PyTorch Tabular aims to make Deep Learning with Tabular data easy and accessible to real-world cases and research alike. The core principles behind the design of the library are:
- Low Resistance Useability
- Easy Customization
- Scalable and Easier to Deploy
It has been built on the shoulders of giants like PyTorch(obviously), and PyTorch Lightning.
Although the installation includes PyTorch, the best and recommended way is to first install PyTorch from here, picking up the right CUDA version for your machine.
Once, you have got Pytorch installed, just use:
pip install pytorch_tabular[all]
to install the complete library with extra dependencies.
And :
pip install pytorch_tabular
for the bare essentials.
The sources for pytorch_tabular can be downloaded from the Github repo
_.
You can either clone the public repository:
git clone git://github.com/manujosephv/pytorch_tabular
Once you have a copy of the source, you can install it with:
python setup.py install
For complete Documentation with tutorials visit ReadTheDocs
- FeedForward Network with Category Embedding is a simple FF network, but with an Embedding layers for the categorical columns.

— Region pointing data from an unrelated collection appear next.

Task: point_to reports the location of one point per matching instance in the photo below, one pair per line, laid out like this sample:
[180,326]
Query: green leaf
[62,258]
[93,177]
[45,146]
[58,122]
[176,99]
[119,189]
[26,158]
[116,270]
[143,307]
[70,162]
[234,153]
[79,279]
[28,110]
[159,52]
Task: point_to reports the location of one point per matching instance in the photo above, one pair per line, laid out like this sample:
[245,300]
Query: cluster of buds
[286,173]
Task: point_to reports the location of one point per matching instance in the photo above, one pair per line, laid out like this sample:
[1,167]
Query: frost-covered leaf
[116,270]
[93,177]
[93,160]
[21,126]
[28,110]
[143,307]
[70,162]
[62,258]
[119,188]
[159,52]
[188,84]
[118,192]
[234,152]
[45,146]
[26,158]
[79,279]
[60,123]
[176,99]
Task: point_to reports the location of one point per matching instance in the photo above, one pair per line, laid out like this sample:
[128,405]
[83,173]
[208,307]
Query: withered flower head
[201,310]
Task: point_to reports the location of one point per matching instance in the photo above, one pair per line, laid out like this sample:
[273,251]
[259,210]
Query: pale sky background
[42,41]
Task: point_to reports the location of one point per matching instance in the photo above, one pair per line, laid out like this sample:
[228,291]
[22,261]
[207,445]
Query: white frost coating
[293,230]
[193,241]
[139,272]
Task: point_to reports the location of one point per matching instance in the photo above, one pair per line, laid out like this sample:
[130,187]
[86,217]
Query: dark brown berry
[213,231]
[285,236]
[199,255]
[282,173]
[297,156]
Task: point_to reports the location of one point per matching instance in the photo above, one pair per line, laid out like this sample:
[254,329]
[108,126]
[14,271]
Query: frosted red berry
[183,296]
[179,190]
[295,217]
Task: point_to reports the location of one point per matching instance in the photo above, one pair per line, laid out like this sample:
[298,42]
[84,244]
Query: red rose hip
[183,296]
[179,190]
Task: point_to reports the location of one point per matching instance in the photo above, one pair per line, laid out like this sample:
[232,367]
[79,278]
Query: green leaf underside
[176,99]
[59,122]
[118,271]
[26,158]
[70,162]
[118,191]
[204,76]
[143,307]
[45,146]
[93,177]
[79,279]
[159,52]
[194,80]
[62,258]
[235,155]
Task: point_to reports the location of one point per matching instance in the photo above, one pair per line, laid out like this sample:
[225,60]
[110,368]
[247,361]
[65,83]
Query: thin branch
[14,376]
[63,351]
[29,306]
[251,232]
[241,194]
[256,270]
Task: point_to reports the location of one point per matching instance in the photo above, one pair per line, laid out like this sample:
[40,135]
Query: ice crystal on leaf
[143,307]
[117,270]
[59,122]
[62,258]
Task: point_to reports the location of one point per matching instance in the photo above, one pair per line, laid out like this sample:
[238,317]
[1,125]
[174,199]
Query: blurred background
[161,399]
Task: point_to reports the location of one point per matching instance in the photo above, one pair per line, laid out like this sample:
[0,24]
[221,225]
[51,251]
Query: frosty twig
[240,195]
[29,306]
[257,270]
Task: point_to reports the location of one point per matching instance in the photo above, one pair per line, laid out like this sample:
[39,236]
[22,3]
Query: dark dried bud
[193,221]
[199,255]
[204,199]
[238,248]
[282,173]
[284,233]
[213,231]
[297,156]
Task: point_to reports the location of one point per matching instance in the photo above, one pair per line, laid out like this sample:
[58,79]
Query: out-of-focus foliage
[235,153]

- Neural Oblivious Decision Ensembles for Deep Learning on Tabular Data is a model presented in ICLR 2020 and according to the authors have beaten well-tuned Gradient Boosting models on many datasets.
- TabNet: Attentive Interpretable Tabular Learning is another model coming out of Google Research which uses Sparse Attention in multiple steps of decision making to model the output.

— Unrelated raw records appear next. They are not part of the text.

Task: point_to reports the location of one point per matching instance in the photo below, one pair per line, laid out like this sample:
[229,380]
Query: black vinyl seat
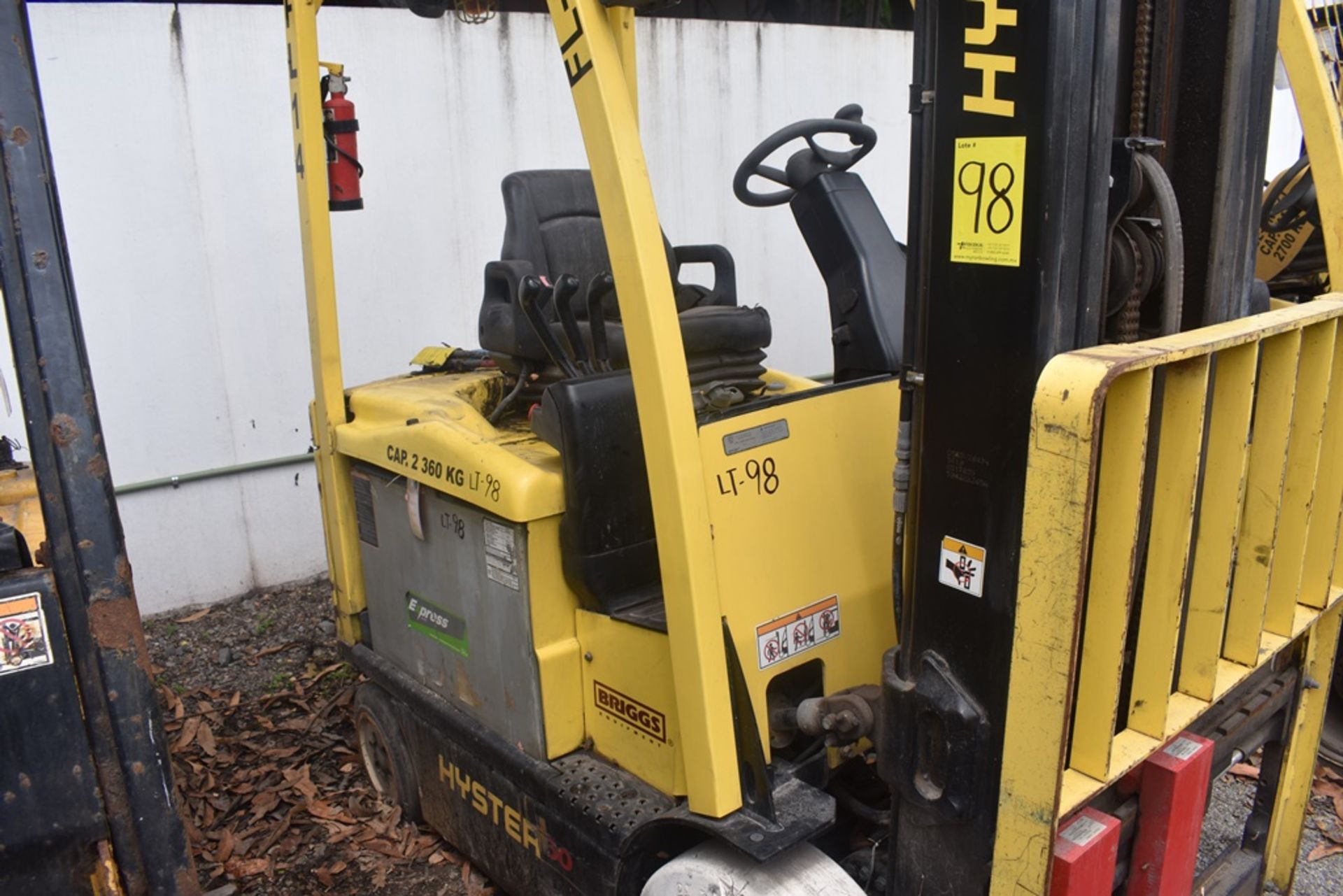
[554,227]
[607,541]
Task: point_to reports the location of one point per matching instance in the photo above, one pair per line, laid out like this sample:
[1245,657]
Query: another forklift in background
[629,599]
[85,777]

- Mixture Density Networks is a regression model which uses gaussian components to approximate the target function and provide a probabilistic prediction out of the box.
- AutoInt: Automatic Feature Interaction Learning via Self-Attentive Neural Networks is a model which tries to learn interactions between the features in an automated way and create a better representation and then use this representation in downstream task
- TabTransformer is an adaptation of the Transformer model for Tabular Data which creates contextual representations for categorical features.

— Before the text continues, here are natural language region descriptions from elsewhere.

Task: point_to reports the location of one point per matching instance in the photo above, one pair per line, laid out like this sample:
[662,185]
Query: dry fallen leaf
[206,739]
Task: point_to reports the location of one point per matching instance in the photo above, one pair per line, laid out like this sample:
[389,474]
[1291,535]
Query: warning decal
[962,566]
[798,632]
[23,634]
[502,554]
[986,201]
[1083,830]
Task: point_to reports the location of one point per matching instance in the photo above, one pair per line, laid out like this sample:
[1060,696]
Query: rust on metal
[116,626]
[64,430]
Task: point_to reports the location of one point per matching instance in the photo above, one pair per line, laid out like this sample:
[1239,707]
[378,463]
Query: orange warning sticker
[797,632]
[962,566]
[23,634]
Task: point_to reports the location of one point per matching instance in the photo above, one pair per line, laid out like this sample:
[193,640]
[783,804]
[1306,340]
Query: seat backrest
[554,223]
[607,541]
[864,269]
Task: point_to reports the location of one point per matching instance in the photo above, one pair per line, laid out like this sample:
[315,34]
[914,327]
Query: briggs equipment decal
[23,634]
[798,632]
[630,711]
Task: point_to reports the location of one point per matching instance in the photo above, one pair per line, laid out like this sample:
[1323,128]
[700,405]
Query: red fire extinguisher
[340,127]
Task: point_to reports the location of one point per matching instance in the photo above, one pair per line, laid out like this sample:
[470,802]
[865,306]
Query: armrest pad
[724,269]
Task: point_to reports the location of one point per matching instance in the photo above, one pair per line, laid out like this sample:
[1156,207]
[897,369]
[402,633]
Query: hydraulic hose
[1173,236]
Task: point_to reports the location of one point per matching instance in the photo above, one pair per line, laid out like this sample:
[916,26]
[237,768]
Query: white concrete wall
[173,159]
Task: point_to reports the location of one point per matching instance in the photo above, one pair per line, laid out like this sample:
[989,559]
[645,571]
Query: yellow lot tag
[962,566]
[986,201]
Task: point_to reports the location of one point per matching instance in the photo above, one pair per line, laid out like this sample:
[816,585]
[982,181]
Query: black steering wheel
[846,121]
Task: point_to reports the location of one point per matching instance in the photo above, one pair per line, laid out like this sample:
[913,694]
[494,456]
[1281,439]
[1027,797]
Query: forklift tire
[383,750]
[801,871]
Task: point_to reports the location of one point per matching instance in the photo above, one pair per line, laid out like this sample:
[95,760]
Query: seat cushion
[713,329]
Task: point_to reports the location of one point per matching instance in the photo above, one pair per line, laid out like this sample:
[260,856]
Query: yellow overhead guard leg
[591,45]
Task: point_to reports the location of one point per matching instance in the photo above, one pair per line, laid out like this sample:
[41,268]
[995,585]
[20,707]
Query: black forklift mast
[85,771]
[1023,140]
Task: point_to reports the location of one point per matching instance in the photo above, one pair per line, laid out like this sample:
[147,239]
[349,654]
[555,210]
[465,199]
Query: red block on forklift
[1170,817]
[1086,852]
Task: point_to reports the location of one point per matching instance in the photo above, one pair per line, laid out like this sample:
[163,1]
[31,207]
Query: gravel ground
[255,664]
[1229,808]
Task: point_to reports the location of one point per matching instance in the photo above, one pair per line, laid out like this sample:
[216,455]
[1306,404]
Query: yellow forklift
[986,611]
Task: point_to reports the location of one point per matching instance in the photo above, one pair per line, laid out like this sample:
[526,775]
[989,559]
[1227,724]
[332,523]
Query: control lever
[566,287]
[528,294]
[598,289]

- FT Transformer from Revisiting Deep Learning Models for Tabular Data
To implement new models, see the How to implement new models tutorial. It covers basic as well as advanced architectures.
from pytorch_tabular import TabularModel
from pytorch_tabular.models import CategoryEmbeddingModelConfig
from pytorch_tabular.config import DataConfig, OptimizerConfig, TrainerConfig, ExperimentConfig
data_config = DataConfig(
target=['target'], #target should always be a list. Multi-targets are only supported for regression. Multi-Task Classification is not implemented
continuous_cols=num_col_names,
categorical_cols=cat_col_names,
)
trainer_config = TrainerConfig(
auto_lr_find=True, # Runs the LRFinder to automatically derive a learning rate
batch_size=1024,
max_epochs=100,
gpus=1, #index of the GPU to use. 0, means CPU
)
optimizer_config = OptimizerConfig()
model_config = CategoryEmbeddingModelConfig(
task="classification",
layers="1024-512-512", # Number of nodes in each layer
activation="LeakyReLU", # Activation between each layers
learning_rate = 1e-3
)
tabular_model = TabularModel(
data_config=data_config,
model_config=model_config,
optimizer_config=optimizer_config,
trainer_config=trainer_config,
)
tabular_model.fit(train=train, validation=val)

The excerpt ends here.